Sports massage can improve your athletic performance | PostIndependent.com

Sports massage can improve your athletic performance

Mark Volf
Glenwood Hot Springs Athletic Club
Mark Volf, Glenwood Hot Springs Athletic Club Director
Staff Photo |

Race season is quickly approaching — that time of the year when runners, cyclists and endurance athletes willingly choose to spend their weekends pushing their physical and mental boundaries. From May through October runners, bikers, triathletes and extreme athletes participate in events that range from 5K and 10K fun runs like the Strawberry Shortcut and sprint races such as the Tri-Glenwood Triathlon to hardcore endurance challenges like the Ride the Rockies and Tough Mudder events. While in-sport training for these events is vital, many athletes don’t realize that adding a regimen of sports massage to their training calendar can up their game, both during the training phase and on performance day.

Have you ever noticed that at many race events, there are tents set up for postrace massage? There’s a good reason for that: Massage has tangible benefits for athletes after a race, but it’s also helpful during training, and there are even prerace perks to sports massage.

So what is sports massage, and how does it help athletes improve their training and performance?

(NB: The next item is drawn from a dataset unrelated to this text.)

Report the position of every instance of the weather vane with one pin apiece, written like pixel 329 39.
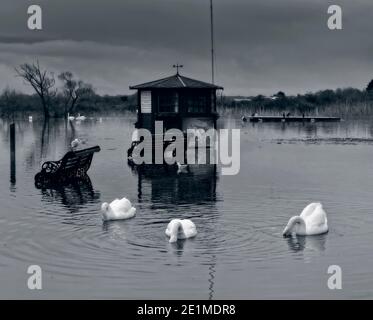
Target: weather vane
pixel 178 66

Sports massage is a form of physical therapy that is specific to the needs of the athlete; it is very different from spa massages that are designed to first and foremost relax and pamper the client. From a physiological perspective, sports massage can help counteract overuse damage, facilitate faster muscle and tissue healing, improve overall flexibility, increase blood circulation, alleviate soreness and encourage restorative sleep patterns. From a psychological perspective, sports massage can help the athlete relax, reduce performance anxiety and gain a general sense of well-being.

Some of the benefits of sports massage backed up by science include:

• Increased tissue permeability — Sports massage incorporates deep pressure that assists membranes within tissues to open allowing nutritive and waste products to pass through. Nutrients help tissues to repair damage; eliminating waste products like lactic acid helps reduce fatigue and soreness.

• Improved flexibility — Through massage, trained therapists can stretch and elongate muscle fibers in ways that are difficult for athletes to achieve on their own. One of the effects of sports massage is that it can stretch the fascia surrounding the muscle thereby releasing built up pressure and improving range of motion.

• Better circulation — Massage helps to dilate or open the blood vessels, which allows for more blood flow to muscle groups. This in turn enables a more efficient transfer of oxygen and nutrients like glucose and electrolytes to reach more cells and tissues.

Sports massage, like all massage, is personal and dependent on each individual athlete’s goals and budget. Some ways to incorporate sports massage into your training is to consider scheduling weekly massages either at the beginning of your training or during the most rigorous part of your training year, when you are more likely to experience soreness. Doing so can help alleviate delayed onset muscle soreness (or DOMS), which usually occurs between 12 and 72 hours after exercise. Alternatively, if an athlete suffers from anxiety, a pre-event massage might be just the ticket to a more relaxed demeanor for a competitive edge as well as a good night’s sleep. Of course, athletes can always take advantage of the free but abbreviated massage services available after many races, including our local races. Even though they won’t be on the table as long, they will still reap the healing benefits of sports massage.

Mark Volf is manager of the Glenwood Hot Springs Athletic Club.